Barry Roycroft

Personal information
- Full name: Barry Thomas Roycroft
- Nationality: Australian
- Born: 25 May 1944 (age 82)

Sport
- Sport: Equestrian

Medal record
Equestrian
Representing Australia
World Championships
| Bronze medal – third place | 1986 Gawler | Team eventing |

= Barry Roycroft =

Australian equestrian competitor, administrator, and coach

Barry Thomas Roycroft, AM (born 25 May 1944) is an Australian equestrian competitor, administrator, and coach.

Roycroft is the eldest son of Bill Roycroft, an Olympic equestrian gold medallist, and his wife, Mavis; his younger brothers, Wayne and Clarke, also competed in the Olympics. He was the reserve rider in Australia's first show jumping team at the 1964 Tokyo Games. He was selected for the 1972 Munich Olympics, but injury to another horse in his team meant that he could not compete. He competed at the 1976 Montreal Olympics in showjumping and the 1988 Seoul Olympics in eventing.

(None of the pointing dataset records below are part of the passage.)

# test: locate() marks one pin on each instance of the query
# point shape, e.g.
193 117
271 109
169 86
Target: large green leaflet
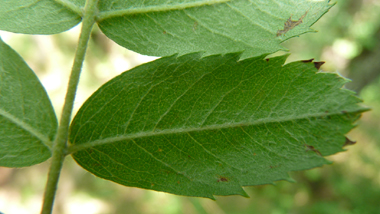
208 126
28 122
38 16
162 28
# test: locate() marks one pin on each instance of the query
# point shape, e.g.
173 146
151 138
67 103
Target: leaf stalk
60 143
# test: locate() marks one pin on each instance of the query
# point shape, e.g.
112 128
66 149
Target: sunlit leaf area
348 40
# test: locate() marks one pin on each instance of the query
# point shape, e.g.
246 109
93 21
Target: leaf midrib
75 148
27 128
160 8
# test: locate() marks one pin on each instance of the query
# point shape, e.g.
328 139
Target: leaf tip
348 142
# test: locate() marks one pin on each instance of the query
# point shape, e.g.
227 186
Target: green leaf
162 28
39 16
28 122
208 126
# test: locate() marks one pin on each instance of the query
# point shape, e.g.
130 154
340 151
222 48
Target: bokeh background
348 41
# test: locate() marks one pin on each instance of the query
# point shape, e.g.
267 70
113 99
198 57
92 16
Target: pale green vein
27 128
160 8
71 6
79 147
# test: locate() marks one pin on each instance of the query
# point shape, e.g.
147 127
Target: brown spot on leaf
318 65
290 24
311 148
348 142
222 179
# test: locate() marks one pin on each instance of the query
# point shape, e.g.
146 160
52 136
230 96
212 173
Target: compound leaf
39 16
208 126
28 122
162 28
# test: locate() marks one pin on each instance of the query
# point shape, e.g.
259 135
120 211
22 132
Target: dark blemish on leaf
318 65
311 148
222 179
290 24
307 61
195 26
348 142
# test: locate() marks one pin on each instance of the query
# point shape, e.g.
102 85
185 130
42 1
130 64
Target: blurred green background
348 41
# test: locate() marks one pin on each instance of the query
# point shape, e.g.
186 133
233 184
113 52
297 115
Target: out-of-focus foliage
350 185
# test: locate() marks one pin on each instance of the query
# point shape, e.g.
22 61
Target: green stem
60 143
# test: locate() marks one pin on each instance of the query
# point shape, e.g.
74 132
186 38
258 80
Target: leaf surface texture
162 28
205 126
28 122
39 16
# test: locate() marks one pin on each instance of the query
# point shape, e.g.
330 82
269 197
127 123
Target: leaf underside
159 28
28 122
208 126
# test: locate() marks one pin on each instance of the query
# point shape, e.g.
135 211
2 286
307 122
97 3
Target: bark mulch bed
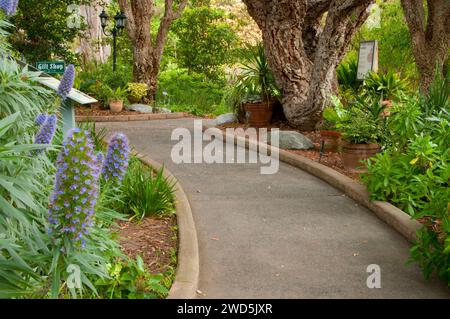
97 111
154 239
329 159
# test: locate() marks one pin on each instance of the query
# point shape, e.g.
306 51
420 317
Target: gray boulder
291 140
225 119
143 108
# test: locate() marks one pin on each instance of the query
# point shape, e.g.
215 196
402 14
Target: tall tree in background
148 50
303 52
429 27
42 30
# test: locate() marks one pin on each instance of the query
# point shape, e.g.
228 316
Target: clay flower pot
260 113
116 106
332 140
352 154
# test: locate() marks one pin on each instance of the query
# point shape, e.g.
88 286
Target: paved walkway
287 235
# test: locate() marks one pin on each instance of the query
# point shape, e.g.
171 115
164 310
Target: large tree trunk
146 53
91 43
430 36
302 56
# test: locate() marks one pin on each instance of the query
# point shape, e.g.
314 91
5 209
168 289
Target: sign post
51 67
367 59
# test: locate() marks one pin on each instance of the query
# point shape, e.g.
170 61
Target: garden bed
329 159
154 239
97 111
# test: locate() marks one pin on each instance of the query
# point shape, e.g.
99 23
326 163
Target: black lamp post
119 25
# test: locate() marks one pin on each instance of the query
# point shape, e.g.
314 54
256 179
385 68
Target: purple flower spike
66 82
46 133
40 119
72 208
116 162
7 6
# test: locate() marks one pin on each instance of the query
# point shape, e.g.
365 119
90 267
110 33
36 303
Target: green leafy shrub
181 91
205 40
146 193
387 85
137 91
413 173
129 279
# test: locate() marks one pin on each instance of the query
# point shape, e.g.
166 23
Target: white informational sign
367 59
74 94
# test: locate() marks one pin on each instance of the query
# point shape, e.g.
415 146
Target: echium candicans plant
116 162
9 6
40 119
46 132
76 190
66 83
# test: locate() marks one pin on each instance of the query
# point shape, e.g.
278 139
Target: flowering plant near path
116 161
9 6
47 131
76 188
66 83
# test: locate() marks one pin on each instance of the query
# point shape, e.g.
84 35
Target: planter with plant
136 92
360 133
116 98
256 88
330 136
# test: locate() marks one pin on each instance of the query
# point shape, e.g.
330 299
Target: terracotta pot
332 140
116 106
352 154
260 113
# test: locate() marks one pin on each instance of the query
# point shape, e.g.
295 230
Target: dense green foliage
413 172
205 41
45 34
181 91
34 264
146 193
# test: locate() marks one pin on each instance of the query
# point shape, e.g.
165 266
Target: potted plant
136 92
257 88
330 136
116 98
361 132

He began elite coaching in equestrian in 1983 and judging competitions in 1985, and has served on several committees relating to the sport. He set up an equestrian exchange program with Japan and founded the Lakes & Craters International Horse Trials in his home town of Camperdown in 1978. He is married to Lynne, who has also refereed equestrian events, and they have three children.

He received an Australian Sports Medal in 2000. At the 2016 Australia Day Honours he was made a Member of the Order of Australia for "significant service to equestrian sports, as an administrator, coach and competitor"; later that year he was inducted into the Equestrian Australia Hall of Fame.